为什么当时你们对斯大林肃反扩大化不提出意见呢?可见你们当时也是觉得斯大林是对的。现在你们觉得错了,应该批评自己,不要只批评死人!”
赫鲁晓夫知道周恩来说得在理,是在真诚地帮助他,但无奈地说:“你们那个党可以自我批评,我要是这样搞就垮台了。我年龄大了,快70岁了,还有几年呀?还容许我作自我批评?”
赫鲁晓夫一直难忘周恩来的批评。两年后,1959年9月底,赫鲁晓夫来我国参加国庆10周年典礼,他幽默地对毛泽东说:“你们1957年派周恩来给我上课来了。”
周恩来真诚地解释说:“我们不是给你上课,只是给你一个中肯的建议!”
巧用赞美“你们的外交官很有见地……”周恩来运用赞美的轻武器,折服了罗杰斯及其助手们。
美国机能主义心理学派创始人之一、美国最早的实验心理学家之一威廉·詹姆斯说过:“人性的第一原则就是渴望得到赞赏。”可见每个人都希望别人能够肯定自己的优点和长处,在别人的称赞中肯定自己的价值。赞美是建立人与人之间友谊的桥梁。
在交往中,恰当的褒扬、风趣的话语会使对方心情愉快、神经兴奋,此时最容易表现出宽宏大度,豁达开朗,而不至于在一些可平可仄的问题上斤斤计较、争执不休,从而有助于一个人说服对方接受自己的观点。

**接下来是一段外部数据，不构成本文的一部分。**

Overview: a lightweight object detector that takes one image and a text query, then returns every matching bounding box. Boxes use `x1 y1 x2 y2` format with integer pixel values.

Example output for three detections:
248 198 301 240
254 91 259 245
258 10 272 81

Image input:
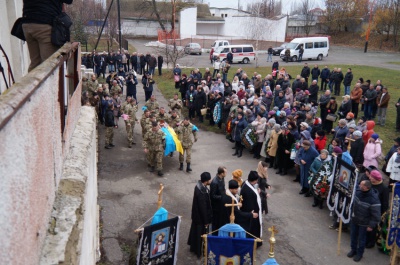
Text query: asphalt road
98 75 389 265
129 39 400 70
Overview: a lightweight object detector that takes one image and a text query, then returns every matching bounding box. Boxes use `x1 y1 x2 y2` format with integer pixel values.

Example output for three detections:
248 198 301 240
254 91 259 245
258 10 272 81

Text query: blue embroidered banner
387 183 400 247
207 236 254 265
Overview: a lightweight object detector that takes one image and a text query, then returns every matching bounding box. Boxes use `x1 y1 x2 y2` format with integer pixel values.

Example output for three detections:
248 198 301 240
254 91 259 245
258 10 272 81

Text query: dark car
272 42 287 55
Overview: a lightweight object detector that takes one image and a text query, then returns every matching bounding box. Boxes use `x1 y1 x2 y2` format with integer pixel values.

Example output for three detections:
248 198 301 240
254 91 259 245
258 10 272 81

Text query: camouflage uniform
156 113 169 122
110 85 122 96
122 103 138 147
168 98 182 116
145 99 159 112
87 80 99 98
167 115 181 132
143 129 165 171
177 123 197 164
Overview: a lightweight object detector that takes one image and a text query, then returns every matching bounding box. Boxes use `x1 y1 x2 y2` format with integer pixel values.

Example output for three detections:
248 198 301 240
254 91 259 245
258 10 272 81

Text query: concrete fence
0 43 98 264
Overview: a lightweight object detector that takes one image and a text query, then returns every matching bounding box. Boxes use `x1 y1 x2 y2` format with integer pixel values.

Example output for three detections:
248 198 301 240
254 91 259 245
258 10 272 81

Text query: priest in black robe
222 179 258 231
188 172 212 258
240 171 262 247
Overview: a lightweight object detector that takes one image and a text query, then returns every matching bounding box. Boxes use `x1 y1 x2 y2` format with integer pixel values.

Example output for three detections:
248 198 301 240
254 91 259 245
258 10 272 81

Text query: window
232 47 242 53
243 47 253 52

在尼克松访华的过程中,周恩来就曾经运用赞美这种“轻武器”让美国代表团中的罗杰斯转怒为喜。
自尼克松执政以来,美国的白宫与国务院之间一直存在着矛盾,就连尼克松访华代表团内部的意见也不统一。
1972年2月26日晚宴之前,给罗杰斯等人当翻译的工作人员向周恩来汇报说,她了解到国务卿罗杰斯及其手下的专家们对已经达成协议的《中美上海公报》大发牢骚,还说到上海后,他们要大闹一番。

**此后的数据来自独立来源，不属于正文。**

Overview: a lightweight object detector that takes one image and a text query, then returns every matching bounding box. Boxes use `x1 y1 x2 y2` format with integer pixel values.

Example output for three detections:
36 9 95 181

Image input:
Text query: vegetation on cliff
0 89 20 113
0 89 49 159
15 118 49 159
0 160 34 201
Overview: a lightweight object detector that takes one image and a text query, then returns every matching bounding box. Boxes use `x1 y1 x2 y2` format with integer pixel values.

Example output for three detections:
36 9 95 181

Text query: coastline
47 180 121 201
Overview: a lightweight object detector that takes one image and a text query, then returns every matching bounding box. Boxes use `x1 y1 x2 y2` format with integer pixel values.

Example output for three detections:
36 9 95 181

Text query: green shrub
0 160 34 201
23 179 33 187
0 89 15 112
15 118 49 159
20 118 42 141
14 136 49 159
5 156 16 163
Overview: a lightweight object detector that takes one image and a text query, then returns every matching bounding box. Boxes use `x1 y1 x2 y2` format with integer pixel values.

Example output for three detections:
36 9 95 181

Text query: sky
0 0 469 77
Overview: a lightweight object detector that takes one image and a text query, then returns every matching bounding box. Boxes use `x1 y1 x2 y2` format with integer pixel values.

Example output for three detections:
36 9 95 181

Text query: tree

周恩来仔细考虑了这件事,并由此联想到,按职务,罗杰斯应该排在基辛格的前面,但毛泽东会见尼克松的时候,尼克松没有带罗杰斯,却带着基辛格来了,难怪他会有意见。
因此,周恩来一到上海,顾不得休息就去看望罗杰斯和他的助手。
来到当时上海最现代化的锦江饭店,周恩来乘着电梯徐徐上升,到13层停了下来。周恩来看到电梯标志牌红灯上的“13”时,拍着前额说:“怎么能安排他们住第13层?西方人最忌讳3……”
周恩来意识到工作人员的疏忽,一定会让罗杰斯等人火上浇油。果然,当翻译带着周恩来走进罗杰斯的套间时,就听见美国国务院官员正在高声吵嚷。罗杰斯见周恩来前来看望,忙向助手们示意欢迎客人,这些美国官员才竭力装出极不自然的笑容。
怎样改变对方的想法而又不伤感情呢?周恩来的做法是,从赞美开始。因为他知道,赞美是建立人与人之间友谊的桥梁,是一种理想的黏合剂。赞美表达了我们对他人的关注,赞美会给他人一个好心情,可以使对方由紧张、戒备到轻松、愉快。
周恩来先与每一位美国国务院官员握手,然后在罗杰斯身旁的沙发上坐下,彬彬有礼地说:“国务卿先生,我受毛泽东主席的委托,来看望你和各位先生。这次中美两国打开大门,是得到你罗杰斯先生主持的国务院大力支持的……几十年来,国务院做了不少工作。我尤其记得,当我们邀请贵国乒乓球队访华的时候,贵国驻华使馆就英明地开了绿灯,说明你们的外交官很有见地……”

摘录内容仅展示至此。